Great Yarmouth deaths: Suffolk victims' families 'moving forward'
The lives of the families of four men from Suffolk who died when a steel structure collapsed are "moving slowly forward", a local vicar has said.
Brothers Thomas and Dan Hazleton, Peter Johnson and Adam Taylor died while working at Claxton Engineering in Great Yarmouth, Norfolk, in 2011.
Reverend David Messer, of All Saints' Church, Stanton, Suffolk said the community were "incredibly supportive".
An investigation is continuing into the cause of the deaths.
Acting as spokesman for the four families, Mr Messer, who conducted the funerals of three of the men, said the anniversary was proving a "hard time", but said they had all shown "considerable strength".
The men - aged between 26 and 42 and who lived in Stanton and nearby Rickinghall in north Suffolk - were digging foundations for an extension when they died.
The cause of death for all four men was asphyxia due to trauma, a post-mortem examination revealed.
An investigation by the Norfolk and Suffolk joint major investigation team and the Heath And Safety Executive (HSE) began following the incident on 21 January.
A police spokesman said officers and the HSE were still trying to establish what had happened, stating it was a "complex and detailed process".
Memorial being designed
Mr Messer said thousands of pounds had been raised by the village communities to help the families, as part of a fund set up by the East Anglian Daily Times.
He said fundraising events had been held by Stanton Football Club, which had a connection to some of the men.
The Cock Inn at Stanton said it had raised £4,923 towards the Four Friends Memorial Fund in July by hosting a bike ride.
The newspaper reported in November it had raised a total of £34,009.
Charlotte Oliver, the partner of Thomas Hazleton, said some of the raised money was going towards two memorials in Stanton and nearby Rickinghall, where Mr Taylor lived.
The design is in the "early planning stages" at West Suffolk College in Bury St Edmunds, according to tutor Derek Johnson, whose students are helping the families to design them.

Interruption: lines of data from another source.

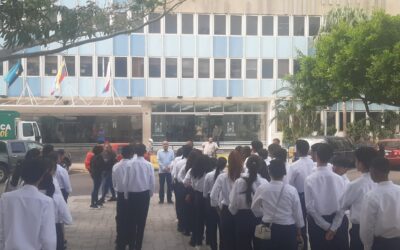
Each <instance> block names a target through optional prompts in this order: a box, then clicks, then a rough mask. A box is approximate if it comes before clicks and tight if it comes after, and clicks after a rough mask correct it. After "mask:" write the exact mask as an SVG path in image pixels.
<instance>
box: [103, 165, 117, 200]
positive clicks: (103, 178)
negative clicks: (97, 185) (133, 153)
mask: <svg viewBox="0 0 400 250" xmlns="http://www.w3.org/2000/svg"><path fill="white" fill-rule="evenodd" d="M102 185H103V188H102V191H103V192H102V195H101V199H102V200H104V199H105V198H106V195H107V193H108V190H110V192H111V195H112V197H115V190H114V187H113V184H112V172H111V171H105V172H104V173H103V181H102Z"/></svg>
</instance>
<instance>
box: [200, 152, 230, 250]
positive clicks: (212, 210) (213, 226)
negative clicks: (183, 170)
mask: <svg viewBox="0 0 400 250" xmlns="http://www.w3.org/2000/svg"><path fill="white" fill-rule="evenodd" d="M225 167H226V159H225V158H224V157H219V158H218V160H217V163H216V166H215V170H213V171H211V172H209V173H207V174H206V176H205V178H204V187H203V197H204V198H205V199H206V201H205V203H206V242H207V245H209V246H210V248H211V250H217V249H218V242H217V228H220V223H219V215H218V212H217V210H216V209H215V207H212V206H211V202H210V193H211V189H212V187H213V186H214V183H215V180H216V179H217V178H218V176H219V174H220V173H222V172H223V171H224V169H225ZM219 232H220V237H219V238H220V239H221V230H219ZM219 249H223V246H222V241H221V240H220V241H219Z"/></svg>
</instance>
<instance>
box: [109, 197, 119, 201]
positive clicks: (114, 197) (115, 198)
mask: <svg viewBox="0 0 400 250" xmlns="http://www.w3.org/2000/svg"><path fill="white" fill-rule="evenodd" d="M107 201H117V197H111V198H110V199H108V200H107Z"/></svg>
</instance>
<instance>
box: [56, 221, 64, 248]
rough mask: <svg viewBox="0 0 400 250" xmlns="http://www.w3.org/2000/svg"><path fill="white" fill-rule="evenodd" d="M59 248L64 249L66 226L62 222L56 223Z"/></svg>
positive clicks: (56, 227)
mask: <svg viewBox="0 0 400 250" xmlns="http://www.w3.org/2000/svg"><path fill="white" fill-rule="evenodd" d="M56 235H57V250H64V227H63V224H62V223H56Z"/></svg>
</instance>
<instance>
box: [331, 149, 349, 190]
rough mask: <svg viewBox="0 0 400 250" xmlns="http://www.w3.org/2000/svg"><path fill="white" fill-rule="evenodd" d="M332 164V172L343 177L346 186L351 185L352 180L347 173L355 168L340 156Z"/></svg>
mask: <svg viewBox="0 0 400 250" xmlns="http://www.w3.org/2000/svg"><path fill="white" fill-rule="evenodd" d="M331 162H332V171H333V172H334V173H335V174H337V175H339V176H340V177H342V180H343V182H344V184H345V185H346V186H347V184H349V183H350V179H349V177H347V174H346V173H347V171H349V170H350V169H351V168H352V167H353V164H352V163H351V162H350V161H349V160H348V159H346V158H344V157H340V156H335V157H333V158H332V160H331Z"/></svg>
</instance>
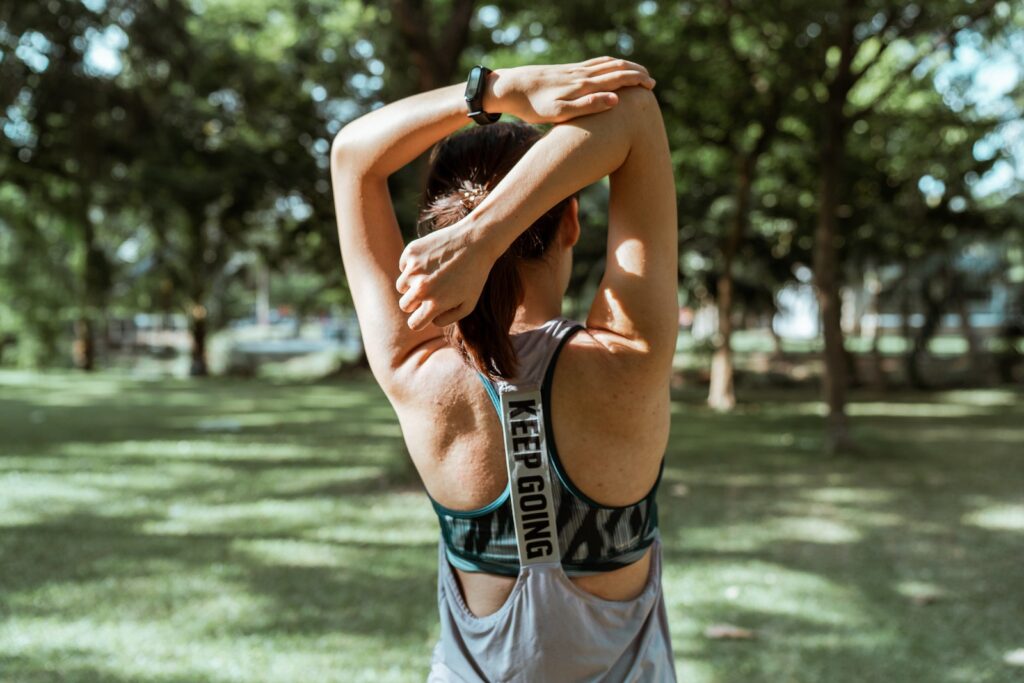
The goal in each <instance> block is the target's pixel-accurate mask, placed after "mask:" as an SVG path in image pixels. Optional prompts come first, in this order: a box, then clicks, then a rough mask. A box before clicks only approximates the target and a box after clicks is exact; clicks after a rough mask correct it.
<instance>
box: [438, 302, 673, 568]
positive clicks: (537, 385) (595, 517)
mask: <svg viewBox="0 0 1024 683" xmlns="http://www.w3.org/2000/svg"><path fill="white" fill-rule="evenodd" d="M583 329H584V326H582V325H580V324H579V323H577V322H574V321H570V319H568V318H565V317H556V318H553V319H551V321H548V322H547V323H545V324H544V325H542V326H541V327H539V328H536V329H534V330H529V331H527V332H523V333H520V334H517V335H512V337H511V339H512V344H513V347H514V348H515V349H516V353H517V359H518V364H519V371H518V374H517V377H516V378H515V380H513V381H512V382H509V383H504V382H501V381H500V382H499V383H495V382H493V381H492V380H489V379H488V378H487V377H486V376H484V375H482V374H480V373H477V375H478V376H479V378H480V380H481V381H482V382H483V384H484V388H485V389H486V390H487V394H488V396H489V397H490V400H492V402H493V403H494V404H495V409H496V410H497V411H498V415H499V419H501V418H502V404H501V399H500V397H499V395H500V392H501V390H502V388H503V386H502V385H503V384H504V385H506V386H505V388H508V387H509V386H523V385H532V386H539V387H540V399H541V412H542V413H543V423H544V433H545V435H546V443H547V449H546V453H547V461H548V463H549V464H550V469H551V470H552V471H554V473H555V475H556V476H554V477H551V479H550V482H551V505H552V508H551V509H552V510H553V511H554V519H555V529H556V533H557V544H556V545H555V547H556V548H558V549H559V553H560V559H561V566H562V569H563V570H564V571H565V573H566V574H568V575H570V577H572V575H575V577H581V575H590V574H595V573H601V572H604V571H610V570H612V569H617V568H620V567H622V566H625V565H627V564H632V563H633V562H636V561H637V560H639V559H640V558H641V557H643V554H644V552H646V550H647V548H648V547H649V546H650V545H651V544H652V543H653V542H654V540H655V539H656V538H658V527H657V503H656V500H655V496H656V494H657V487H658V484H659V483H660V481H662V474H663V473H664V471H665V458H664V457H663V459H662V465H660V469H659V470H658V474H657V479H656V480H655V481H654V484H653V485H652V486H651V488H650V490H649V492H648V493H647V495H646V496H644V498H642V499H641V500H639V501H637V502H636V503H633V504H632V505H625V506H621V507H614V506H607V505H601V504H599V503H596V502H595V501H593V500H591V499H590V498H589V497H587V495H586V494H584V493H583V492H582V490H580V489H579V488H578V487H577V486H575V485H574V484H573V483H572V481H571V480H570V479H569V477H568V474H567V473H566V472H565V468H564V467H562V464H561V461H560V460H559V459H558V451H557V449H556V447H555V438H554V429H553V428H552V420H551V410H550V407H551V380H552V377H553V376H554V369H555V362H556V360H557V358H558V354H559V353H560V352H561V349H562V347H563V346H564V345H565V342H567V341H568V339H569V338H570V337H571V336H572V335H573V334H574V333H577V332H579V331H580V330H583ZM427 497H428V498H430V502H431V504H432V505H433V508H434V511H435V512H436V513H437V518H438V521H439V522H440V532H441V538H442V540H443V542H444V548H445V554H446V556H447V559H449V561H450V562H451V563H452V564H453V565H454V566H456V567H458V568H460V569H462V570H464V571H483V572H488V573H497V574H505V575H516V574H518V572H519V565H520V563H519V548H518V545H517V538H516V530H515V523H516V522H515V519H514V515H513V508H512V502H511V499H512V498H513V497H512V496H511V483H510V484H508V485H506V487H505V490H504V492H503V493H502V494H501V496H499V497H498V499H497V500H495V501H493V502H492V503H489V504H487V505H485V506H483V507H482V508H478V509H476V510H466V511H463V510H452V509H449V508H445V507H444V506H442V505H441V504H439V503H438V502H437V501H435V500H434V499H433V498H432V497H431V496H430V494H429V493H428V494H427ZM520 523H521V522H520Z"/></svg>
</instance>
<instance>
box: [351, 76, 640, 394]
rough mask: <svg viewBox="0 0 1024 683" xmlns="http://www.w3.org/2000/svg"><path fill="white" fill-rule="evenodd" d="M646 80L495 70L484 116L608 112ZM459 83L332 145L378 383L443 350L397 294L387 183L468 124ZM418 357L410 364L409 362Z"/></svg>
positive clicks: (365, 319) (484, 102)
mask: <svg viewBox="0 0 1024 683" xmlns="http://www.w3.org/2000/svg"><path fill="white" fill-rule="evenodd" d="M647 80H649V77H648V76H647V73H646V71H645V70H643V69H642V67H639V66H638V65H634V63H633V62H629V61H623V60H618V59H610V58H608V57H598V58H597V59H591V60H588V61H585V62H580V63H574V65H554V66H543V67H520V68H515V69H509V70H497V71H496V72H495V73H494V74H493V75H492V78H490V79H489V83H488V88H487V91H486V94H485V95H484V99H483V104H484V109H485V110H486V111H489V112H502V113H509V114H512V115H513V116H516V117H518V118H520V119H523V120H525V121H529V122H551V123H553V122H558V121H565V120H568V119H570V118H571V117H574V116H582V115H588V114H592V113H594V112H600V111H603V110H607V109H608V108H610V106H613V105H614V104H615V103H616V102H617V99H616V97H615V95H614V94H613V93H611V92H610V91H614V90H616V89H618V88H622V87H628V86H632V85H636V84H638V83H643V82H645V81H647ZM463 94H464V86H463V85H462V84H456V85H450V86H445V87H442V88H438V89H436V90H431V91H429V92H424V93H420V94H417V95H413V96H410V97H406V98H403V99H399V100H397V101H395V102H392V103H390V104H387V105H386V106H382V108H380V109H378V110H376V111H374V112H371V113H369V114H367V115H366V116H364V117H361V118H359V119H356V120H355V121H353V122H351V123H349V124H348V125H346V126H345V127H344V128H343V129H342V130H341V131H340V132H339V133H338V135H337V137H336V138H335V140H334V145H333V147H332V153H331V176H332V183H333V187H334V200H335V210H336V212H337V218H338V234H339V238H340V242H341V255H342V261H343V263H344V267H345V274H346V276H347V279H348V284H349V288H350V290H351V293H352V299H353V301H354V303H355V309H356V313H357V314H358V317H359V327H360V330H361V332H362V339H364V344H365V345H366V348H367V357H368V358H369V360H370V365H371V368H372V370H373V371H374V375H375V376H376V377H377V379H378V381H380V382H381V383H382V385H384V387H385V390H387V389H388V388H389V387H390V386H395V387H397V386H398V384H399V383H398V382H394V381H393V380H394V379H395V378H396V374H397V371H398V369H399V368H401V367H402V366H404V365H406V364H408V362H409V361H410V359H411V358H414V355H415V352H416V351H417V350H418V349H427V350H429V347H430V346H431V345H438V344H441V343H443V340H442V338H441V335H440V330H438V329H436V328H426V327H425V328H421V329H418V330H412V329H410V327H409V326H407V325H406V315H404V314H403V313H402V311H401V310H400V309H399V308H398V294H397V293H396V292H395V290H394V282H395V279H396V278H397V276H398V274H399V268H398V259H399V256H400V255H401V252H402V248H403V243H402V239H401V233H400V231H399V229H398V223H397V220H396V219H395V215H394V211H393V209H392V206H391V198H390V195H389V193H388V186H387V177H388V176H389V175H390V174H391V173H394V172H395V171H396V170H398V169H399V168H401V167H402V166H404V165H406V164H408V163H409V162H411V161H413V160H414V159H416V158H417V157H419V156H420V155H421V154H423V153H424V152H426V151H427V150H428V148H429V147H430V146H431V145H432V144H434V143H435V142H436V141H438V140H439V139H441V138H442V137H444V136H445V135H449V134H450V133H453V132H455V131H456V130H458V129H459V128H460V127H462V126H463V125H465V124H466V123H467V122H468V119H467V116H466V115H467V109H466V103H465V100H464V98H463ZM414 360H415V358H414Z"/></svg>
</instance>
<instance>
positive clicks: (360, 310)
mask: <svg viewBox="0 0 1024 683" xmlns="http://www.w3.org/2000/svg"><path fill="white" fill-rule="evenodd" d="M485 85H486V87H485V91H484V94H483V102H482V105H483V110H484V111H485V112H487V113H504V114H509V115H513V116H515V117H517V118H519V119H521V120H522V121H524V122H526V123H522V124H520V123H515V124H512V123H505V122H501V123H496V124H493V125H481V126H477V125H475V124H474V125H473V126H472V127H471V128H470V129H469V130H467V131H466V132H463V133H460V134H455V135H453V133H455V132H456V131H457V130H458V129H459V128H461V127H462V126H464V125H465V124H466V123H467V121H468V120H467V118H466V116H467V106H466V103H465V101H464V99H463V86H462V85H461V84H458V85H452V86H446V87H442V88H438V89H436V90H432V91H430V92H424V93H420V94H417V95H414V96H411V97H407V98H404V99H401V100H398V101H396V102H393V103H390V104H388V105H386V106H383V108H381V109H379V110H376V111H374V112H372V113H370V114H368V115H366V116H364V117H362V118H360V119H358V120H356V121H354V122H352V123H350V124H348V125H347V126H345V128H344V129H343V130H342V131H341V132H340V133H339V134H338V136H337V138H336V139H335V143H334V146H333V150H332V175H333V183H334V194H335V203H336V209H337V214H338V229H339V234H340V239H341V252H342V258H343V261H344V266H345V272H346V274H347V278H348V282H349V285H350V288H351V292H352V297H353V300H354V302H355V307H356V312H357V314H358V317H359V324H360V327H361V330H362V336H364V342H365V344H366V348H367V355H368V358H369V360H370V366H371V369H372V370H373V373H374V376H375V377H376V378H377V380H378V381H379V382H380V384H381V386H382V387H383V389H384V391H385V393H386V394H387V396H388V398H389V400H390V401H391V403H392V405H393V407H394V409H395V412H396V413H397V416H398V420H399V423H400V425H401V430H402V434H403V435H404V439H406V443H407V445H408V447H409V452H410V454H411V456H412V458H413V461H414V463H415V465H416V468H417V470H418V472H419V474H420V476H421V477H422V479H423V483H424V486H425V488H426V490H427V494H428V496H429V498H430V499H431V502H432V504H433V506H434V509H435V511H436V512H437V514H438V519H439V522H440V526H441V539H440V541H439V544H438V607H439V610H440V617H441V637H440V640H439V642H438V643H437V646H436V647H435V649H434V656H433V663H432V669H431V674H430V679H429V680H431V681H523V682H530V683H537V682H542V681H557V682H559V683H562V682H569V681H609V682H612V681H615V682H617V681H673V680H675V672H674V668H673V657H672V648H671V643H670V639H669V631H668V623H667V616H666V608H665V601H664V597H663V594H662V584H660V557H662V555H660V542H659V537H658V532H657V516H656V506H655V499H654V493H655V490H656V487H657V482H658V481H659V479H660V472H662V467H663V456H664V453H665V447H666V444H667V441H668V435H669V377H670V368H671V362H672V356H673V353H674V351H675V343H676V335H677V331H678V326H677V319H678V318H677V310H678V308H677V300H676V288H677V274H676V273H677V267H678V266H677V233H676V201H675V187H674V181H673V176H672V167H671V160H670V155H669V148H668V141H667V137H666V133H665V127H664V124H663V121H662V117H660V114H659V111H658V108H657V102H656V100H655V98H654V96H653V94H652V93H651V88H652V87H653V85H654V82H653V80H652V79H651V78H650V76H649V75H648V74H647V72H646V70H645V69H644V68H643V67H641V66H639V65H636V63H633V62H630V61H626V60H622V59H613V58H610V57H597V58H595V59H590V60H587V61H583V62H579V63H571V65H557V66H544V67H522V68H516V69H507V70H497V71H496V72H494V73H492V74H490V75H489V76H488V77H487V82H486V84H485ZM535 123H554V124H556V125H554V126H553V127H552V128H551V130H550V131H549V132H547V134H544V135H543V136H542V135H541V134H540V133H539V132H538V131H537V130H536V129H535V128H532V127H531V126H529V125H527V124H535ZM438 141H439V143H438V144H437V146H436V147H435V148H434V150H433V152H432V154H431V168H430V175H429V179H428V182H427V188H426V195H425V198H424V199H425V201H424V207H423V210H422V212H421V221H420V227H421V233H423V234H424V237H422V238H421V239H419V240H416V241H414V242H413V243H411V244H410V245H409V247H408V248H404V249H403V244H402V240H401V236H400V233H399V230H398V225H397V223H396V221H395V217H394V213H393V211H392V207H391V202H390V198H389V195H388V187H387V177H388V176H389V175H390V174H391V173H393V172H395V171H396V170H398V169H399V168H401V167H402V166H404V165H406V164H407V163H409V162H411V161H413V160H414V159H416V158H417V157H418V156H420V155H421V154H422V153H423V152H425V151H427V150H428V148H429V147H430V146H431V145H434V144H435V143H437V142H438ZM606 175H610V198H609V206H608V239H607V259H606V265H605V272H604V276H603V279H602V281H601V283H600V286H599V288H598V291H597V294H596V296H595V298H594V301H593V304H592V306H591V308H590V311H589V313H588V316H587V321H586V325H580V324H577V323H573V322H572V321H568V319H567V318H565V317H563V316H562V315H561V301H562V297H563V295H564V292H565V289H566V287H567V284H568V279H569V272H570V269H571V262H572V260H571V259H572V247H573V245H574V244H575V242H577V239H578V238H579V234H580V222H579V204H578V200H577V194H578V193H579V190H580V189H581V188H583V187H585V186H587V185H589V184H591V183H593V182H595V181H596V180H599V179H600V178H602V177H604V176H606ZM496 410H497V412H498V416H497V418H496V415H495V412H496ZM556 444H557V447H556Z"/></svg>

It is not yet known when they will be unveiled.
"The families have to agree on what they would like," said Mr Messer.
"They have some very good and positive ideas, but obviously they still need to be agreed and West Suffolk College has been working hard with some of their students to put together some ideas.
"The idea is that hopefully they would look very similar, but you never know what might come out of the discussions."
Mr Messer said he was "amazed with the generosity" of the local people and said it really showed how "communities can come together and support those who are struggling".